SA VIDYA YA VIMUKTAYE
The philosophy and methodology of the APV School springs from the simple belief that education, at its core, is not the accumulation of information but an inner evolution, an insight into the self, a refinement and deepening of awareness, and a flowering of compassion. Education should endeavor to be a revolution in all aspects of one’s being; only then can one approach external information in a lasting and enriching way. Learning should change a student. If, over a summer break, nearly all the information learned the past school year fades to the point of being remembered vaguely as a word here, an equation there, how much was actually gained? The student, wrenched out of the freedom of summer and spontaneous play, recalls the specifics with prompting and is given more information, which they then forget all over again come the next summer, and this process repeats until schooling is over and the information is shunted permanently into some dusty, barely accessible storage room of the brain. At APV, we believe that before one can truly begin to know anything, one must begin to know one’s own self, that learning must be woven into the fabric of an inner journey towards self-knowledge; a whole-brain approach. The central question APV asks its students is ‘What are you? What is this thing you call a self?’ All other questions are merely branches sprouting from and anchored to this central trunk.

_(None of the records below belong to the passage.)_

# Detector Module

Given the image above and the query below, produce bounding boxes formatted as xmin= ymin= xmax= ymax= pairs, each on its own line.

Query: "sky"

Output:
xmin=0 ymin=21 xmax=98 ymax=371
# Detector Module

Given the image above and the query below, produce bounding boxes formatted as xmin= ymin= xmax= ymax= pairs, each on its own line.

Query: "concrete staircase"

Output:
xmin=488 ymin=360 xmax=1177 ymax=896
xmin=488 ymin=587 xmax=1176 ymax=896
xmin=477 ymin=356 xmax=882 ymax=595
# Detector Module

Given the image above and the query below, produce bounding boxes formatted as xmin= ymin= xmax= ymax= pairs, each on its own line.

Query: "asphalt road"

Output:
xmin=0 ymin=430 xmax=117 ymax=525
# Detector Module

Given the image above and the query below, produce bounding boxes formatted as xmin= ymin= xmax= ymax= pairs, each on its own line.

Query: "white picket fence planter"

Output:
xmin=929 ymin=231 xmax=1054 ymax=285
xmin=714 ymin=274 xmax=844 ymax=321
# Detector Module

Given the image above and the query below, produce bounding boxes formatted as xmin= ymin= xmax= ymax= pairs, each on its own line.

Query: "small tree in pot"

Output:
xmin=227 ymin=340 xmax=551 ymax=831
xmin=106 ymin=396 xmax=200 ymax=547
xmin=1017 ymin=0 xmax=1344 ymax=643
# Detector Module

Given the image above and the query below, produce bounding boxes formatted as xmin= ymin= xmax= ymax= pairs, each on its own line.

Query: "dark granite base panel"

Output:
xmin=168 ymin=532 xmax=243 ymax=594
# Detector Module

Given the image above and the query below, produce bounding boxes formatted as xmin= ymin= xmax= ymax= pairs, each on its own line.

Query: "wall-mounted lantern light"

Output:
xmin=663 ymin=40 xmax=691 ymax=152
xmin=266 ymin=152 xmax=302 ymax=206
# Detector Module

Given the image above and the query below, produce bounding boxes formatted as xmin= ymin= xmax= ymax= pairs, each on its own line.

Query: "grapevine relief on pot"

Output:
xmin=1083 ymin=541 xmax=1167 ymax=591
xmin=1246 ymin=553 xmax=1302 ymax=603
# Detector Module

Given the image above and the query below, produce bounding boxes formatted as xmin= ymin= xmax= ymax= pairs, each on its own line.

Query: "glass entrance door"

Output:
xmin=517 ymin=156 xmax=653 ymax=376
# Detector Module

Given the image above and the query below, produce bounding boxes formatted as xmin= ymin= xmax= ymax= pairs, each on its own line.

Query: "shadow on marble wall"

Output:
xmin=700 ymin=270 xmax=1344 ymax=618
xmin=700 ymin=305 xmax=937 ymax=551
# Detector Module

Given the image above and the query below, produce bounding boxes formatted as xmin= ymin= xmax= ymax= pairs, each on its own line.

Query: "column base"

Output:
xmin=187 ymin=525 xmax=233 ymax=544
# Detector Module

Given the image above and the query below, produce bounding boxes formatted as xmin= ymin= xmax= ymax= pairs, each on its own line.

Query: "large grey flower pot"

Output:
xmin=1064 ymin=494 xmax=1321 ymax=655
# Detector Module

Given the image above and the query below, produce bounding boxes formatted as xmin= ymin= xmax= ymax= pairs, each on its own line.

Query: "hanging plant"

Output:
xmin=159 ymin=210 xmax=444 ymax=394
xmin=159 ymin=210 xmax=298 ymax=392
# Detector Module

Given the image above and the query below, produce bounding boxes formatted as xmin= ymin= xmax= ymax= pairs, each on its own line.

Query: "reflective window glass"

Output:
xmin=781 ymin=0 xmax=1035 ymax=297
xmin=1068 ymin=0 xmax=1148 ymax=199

Our curriculum is built on the practice of mindfulness, the patient observation of that thing most immediate to us all: our mind, our body. We sit, watch the familiar rising and falling of breath, the generation and dissipation of thoughts, and in time observations and patterns emerge like bubbles to the surface of our attention. We begin to know ourselves directly, feelingly, and this knowledge provides a framework for more abstract inquiries. This framework is applied to any object of knowledge at APV. The students are first encouraged to approach a subject mindfully, building on the things they already know of it through their physical sensations, their local culture, and immediate nature. We try never to lead with the formula, never the abstract. Present the subject as something to be learned for itself, that is interesting in itself, and allow insights to arise from the connections that spontaneously emerge from its place in a real-world context. The first consideration is: How is this subject linked to the immediate world, your immediate self? Where and how does this subject manifest around you? The learning of abstract topics then becomes not only an exercise in mindfulness, a patient observation, but becomes inextricably linked to the original mindfulness of the self. And as the students learn experientially of the self, they carry that mindfulness into the way they approach the world, how they learn from their surroundings. The boundaries between self-knowledge and external knowledge begin to blur, and the student comes to realize that they truly know something of the external world insofar as they are aware of it in themselves. Being able to describe the three states of matter is information; feeling water evaporate from your skin, or watching your breath condense in the cold, is knowledge.
The traditional educational approach is to throw information at the student- to explain and to illuminate, yes, but with no consideration of affecting a permanent, internal change. Thus they forget; information is held, and dropped, like water sliding off a flat stone. Maybe after a long time and many repetitions, as water erodes a stone, this barrage of information may change the student in some way, and some water may hold in a hollow. Here at APV, we strive for the students to work directly on themselves, to carve the stone of the self into a bowl, capable of holding anything poured into it; education as evolution rather than blind accumulation.